NOTE: This doesn’t generate a timestamp accurate to milliseconds. It just stores it in two fields. AFAIK there is no way to generate such a thing. It is accurately described here. Sorry for the confusion =)

Bug #8523 details MySQL’s deficiency in its ability to store and retrieve datetime values with millisecond or microsecond precision. When performance testing and perhaps storing trace logs or audit information in a MySQL table for later analysis, this shortfall is quite frustrating.

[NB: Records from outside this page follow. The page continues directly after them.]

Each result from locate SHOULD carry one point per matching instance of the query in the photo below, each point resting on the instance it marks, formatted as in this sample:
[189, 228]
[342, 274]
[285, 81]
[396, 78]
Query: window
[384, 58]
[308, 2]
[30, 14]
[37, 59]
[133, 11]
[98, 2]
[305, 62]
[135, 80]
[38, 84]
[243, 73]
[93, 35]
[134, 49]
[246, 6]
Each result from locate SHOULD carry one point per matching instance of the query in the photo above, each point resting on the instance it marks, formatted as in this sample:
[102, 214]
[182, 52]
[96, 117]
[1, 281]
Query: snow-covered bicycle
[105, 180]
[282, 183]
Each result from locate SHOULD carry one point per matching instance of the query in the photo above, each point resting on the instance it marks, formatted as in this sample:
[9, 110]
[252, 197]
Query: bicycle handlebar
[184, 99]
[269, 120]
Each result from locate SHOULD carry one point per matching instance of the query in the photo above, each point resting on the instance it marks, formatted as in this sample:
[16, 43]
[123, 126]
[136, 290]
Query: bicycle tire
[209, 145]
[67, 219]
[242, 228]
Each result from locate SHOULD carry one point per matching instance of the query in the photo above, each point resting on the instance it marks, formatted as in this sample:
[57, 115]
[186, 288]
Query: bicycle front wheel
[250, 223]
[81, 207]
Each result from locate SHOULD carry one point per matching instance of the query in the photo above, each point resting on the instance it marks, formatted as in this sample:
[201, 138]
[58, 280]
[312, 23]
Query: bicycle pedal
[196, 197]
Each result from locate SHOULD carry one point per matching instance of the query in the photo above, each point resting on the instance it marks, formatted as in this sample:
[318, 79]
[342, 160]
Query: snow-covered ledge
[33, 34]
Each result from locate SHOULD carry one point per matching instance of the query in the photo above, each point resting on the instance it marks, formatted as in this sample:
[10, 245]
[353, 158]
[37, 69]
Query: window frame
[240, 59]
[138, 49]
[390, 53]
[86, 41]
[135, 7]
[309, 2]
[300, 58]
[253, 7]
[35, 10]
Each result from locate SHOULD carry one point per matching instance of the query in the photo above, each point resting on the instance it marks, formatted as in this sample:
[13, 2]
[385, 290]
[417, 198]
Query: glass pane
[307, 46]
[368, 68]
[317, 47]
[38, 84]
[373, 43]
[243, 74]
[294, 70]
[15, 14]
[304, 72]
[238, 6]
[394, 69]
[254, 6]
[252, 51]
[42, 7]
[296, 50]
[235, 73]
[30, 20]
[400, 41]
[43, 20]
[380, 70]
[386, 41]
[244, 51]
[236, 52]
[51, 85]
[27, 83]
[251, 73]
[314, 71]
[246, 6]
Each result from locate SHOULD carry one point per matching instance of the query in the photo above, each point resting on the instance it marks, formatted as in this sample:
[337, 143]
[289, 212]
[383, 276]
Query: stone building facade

My hacky way to deal with this is to store the millisecond component as its own integer. Say for example you are interested in the difference between a Put datetime and Get datetime for MQ, your table might look like this:

CREATE TABLE `msecs` (
  `put_datetime` datetime default NULL,
  `put_msecs` int(11) default NULL,
  `get_datetime` datetime default NULL,
  `get_msecs` int(11) default NULL
) ENGINE=InnoDB DEFAULT CHARSET=latin1;

So in this table I am storing the datetime component in its native MySQL format and the millisecond component as an integer. Here are some examples:
datetime msecs mysql

Now to retrieve and compare the values, I get the difference using TIME_TO_SEC for the datetime component, multiply it by 1000 to convert to milliseconds then add to the difference of the milliseconds component using basic maths:

SELECT ((TIME_TO_SEC(get_datetime) - TIME_TO_SEC(put_datetime))*1000)
+ (get_msecs-put_msecs)
AS diff_msecs
FROM msecs

That gives you difference in milliseconds for the demo table along these lines:
2300
1700
300
600700
700

Hopefully that makes sense. Pipe up if you have an easier solution!